Monday, 5 September 2016

The road to excellence

Antoni Peris

We often ask ourselves whether we are still good professionals or whether we are stagnating; whether our work is good or whether it can be better; whether we treat our employees well or whether they’re taking the Mickey; In this case, can we ask more from them? How do we inspire them to do better?

Whiplash has been one of the best rated films of the season. The story of Andrew, an ambitious young man who wants to become the best jazz drummer, enrols in the world’s best school in New York and has to face a teacher who demands everything he has to offer and a lot more. Whiplash shows us the path to excellence, assumed by teacher and student. However I think it’s very far from what we need to think about in our organizations.

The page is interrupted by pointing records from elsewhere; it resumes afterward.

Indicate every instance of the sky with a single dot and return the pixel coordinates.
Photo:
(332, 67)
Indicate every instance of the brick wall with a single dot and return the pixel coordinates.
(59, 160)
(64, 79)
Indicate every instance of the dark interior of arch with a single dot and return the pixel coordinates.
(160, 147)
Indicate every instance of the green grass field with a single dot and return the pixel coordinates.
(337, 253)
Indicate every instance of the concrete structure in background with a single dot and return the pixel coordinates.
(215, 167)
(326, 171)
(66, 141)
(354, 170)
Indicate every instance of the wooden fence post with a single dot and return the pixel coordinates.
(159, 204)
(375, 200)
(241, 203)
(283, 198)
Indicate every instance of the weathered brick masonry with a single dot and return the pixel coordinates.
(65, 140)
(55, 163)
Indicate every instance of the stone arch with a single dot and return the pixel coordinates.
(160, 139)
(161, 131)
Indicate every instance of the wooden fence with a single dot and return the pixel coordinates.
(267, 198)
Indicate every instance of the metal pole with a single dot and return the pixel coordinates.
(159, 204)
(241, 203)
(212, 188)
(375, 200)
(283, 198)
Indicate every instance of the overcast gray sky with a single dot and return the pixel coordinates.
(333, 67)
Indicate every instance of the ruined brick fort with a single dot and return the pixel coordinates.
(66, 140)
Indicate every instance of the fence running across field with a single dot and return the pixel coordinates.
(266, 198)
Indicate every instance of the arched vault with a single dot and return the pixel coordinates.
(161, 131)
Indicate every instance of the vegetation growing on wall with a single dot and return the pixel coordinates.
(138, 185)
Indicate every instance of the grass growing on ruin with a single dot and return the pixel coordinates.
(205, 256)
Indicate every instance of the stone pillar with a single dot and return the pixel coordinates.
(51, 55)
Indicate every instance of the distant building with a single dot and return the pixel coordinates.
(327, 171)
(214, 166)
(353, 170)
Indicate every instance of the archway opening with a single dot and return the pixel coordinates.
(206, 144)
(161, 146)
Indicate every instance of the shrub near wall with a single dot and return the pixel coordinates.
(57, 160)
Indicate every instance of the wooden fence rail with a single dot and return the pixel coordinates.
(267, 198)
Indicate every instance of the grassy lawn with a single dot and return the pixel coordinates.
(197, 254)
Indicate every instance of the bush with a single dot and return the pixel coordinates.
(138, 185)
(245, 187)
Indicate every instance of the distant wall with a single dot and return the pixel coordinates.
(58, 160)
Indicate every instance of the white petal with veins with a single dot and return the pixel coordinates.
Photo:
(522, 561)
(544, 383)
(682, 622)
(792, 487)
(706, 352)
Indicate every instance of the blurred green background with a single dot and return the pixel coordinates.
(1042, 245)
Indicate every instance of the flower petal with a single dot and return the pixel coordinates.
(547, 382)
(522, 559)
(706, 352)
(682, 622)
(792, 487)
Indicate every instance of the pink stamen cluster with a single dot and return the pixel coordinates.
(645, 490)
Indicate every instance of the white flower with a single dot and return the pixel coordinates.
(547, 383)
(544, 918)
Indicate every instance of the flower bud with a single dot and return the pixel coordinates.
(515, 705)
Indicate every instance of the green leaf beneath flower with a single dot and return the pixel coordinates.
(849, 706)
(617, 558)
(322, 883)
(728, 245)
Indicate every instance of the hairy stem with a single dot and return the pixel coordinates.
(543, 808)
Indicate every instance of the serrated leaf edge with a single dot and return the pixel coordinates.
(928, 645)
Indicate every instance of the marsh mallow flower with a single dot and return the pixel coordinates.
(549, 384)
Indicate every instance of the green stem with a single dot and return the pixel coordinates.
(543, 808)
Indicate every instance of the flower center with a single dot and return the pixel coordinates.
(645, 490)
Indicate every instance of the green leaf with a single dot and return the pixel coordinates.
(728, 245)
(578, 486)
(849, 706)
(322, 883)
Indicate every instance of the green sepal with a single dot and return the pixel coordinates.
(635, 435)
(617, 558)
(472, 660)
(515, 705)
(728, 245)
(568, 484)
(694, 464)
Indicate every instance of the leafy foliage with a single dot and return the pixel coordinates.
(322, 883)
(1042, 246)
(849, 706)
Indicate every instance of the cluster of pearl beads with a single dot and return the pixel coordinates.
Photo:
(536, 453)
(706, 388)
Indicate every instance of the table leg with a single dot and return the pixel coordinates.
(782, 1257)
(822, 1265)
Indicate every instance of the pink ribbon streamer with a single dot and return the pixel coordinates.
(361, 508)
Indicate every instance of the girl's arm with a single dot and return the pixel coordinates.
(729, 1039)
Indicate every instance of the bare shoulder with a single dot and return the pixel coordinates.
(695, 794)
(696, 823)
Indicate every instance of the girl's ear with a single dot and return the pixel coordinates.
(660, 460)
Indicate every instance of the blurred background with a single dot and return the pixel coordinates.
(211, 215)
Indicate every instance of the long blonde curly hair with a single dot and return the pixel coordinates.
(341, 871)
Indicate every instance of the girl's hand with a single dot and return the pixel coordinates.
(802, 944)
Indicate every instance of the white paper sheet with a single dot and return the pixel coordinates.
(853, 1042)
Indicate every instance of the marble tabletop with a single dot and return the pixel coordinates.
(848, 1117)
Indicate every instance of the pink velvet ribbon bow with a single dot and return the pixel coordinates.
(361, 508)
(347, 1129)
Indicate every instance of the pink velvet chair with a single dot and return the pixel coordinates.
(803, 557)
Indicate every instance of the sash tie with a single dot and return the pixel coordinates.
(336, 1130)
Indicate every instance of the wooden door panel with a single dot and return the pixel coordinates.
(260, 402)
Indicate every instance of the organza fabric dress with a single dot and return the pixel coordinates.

With some similarities in "Heartbreak Ridge" (Heartbreak Ridge, C. Eastwood, 1986) Chazelle is presenting a series of clashes between two similar personalities. Although the young man is subjected to continuous threats and attacks from his superior, they are both looking for the best interpretation. For Fletcher, the conductor, the two worst words are "good work", as these tend to slow the best in their evolution towards excellence. For Andrew, success must be sought at any price. By alternating short and long shots, inserts, blistered fingers, sweat, saliva and blood, contorted faces, Chazelle creates a crescendo to a remarkable final.

The argument however is limited to posing an ethical dilemma based on an unlikely pledge. To what extent must we demand excellence? What is the best method to achieve it? Is any medium valid? Fletcher says that if someone is really good, they will not stop until they achieve success, whatever their odds. The pledge overlooks the moral question previously posed. And despite the cinema appeal, we can’t ignore how wrong this strategy can be for vocational training, how negative it can be for the training of the team or how counterproductive it can become when it comes to establishing a constructive leadership. Somewhere between the pursuit of individual excellence and the development of the entire organization, between perfectionism and the recognition of the necessary effort, we must continuously adjust the objectives to reality if we wish to move forward in a progressive manner. We ought to remember that we are not artists or elite athletes but we are part of work teams. And for further clarification we can always ask synchronized swimmers what they think about it!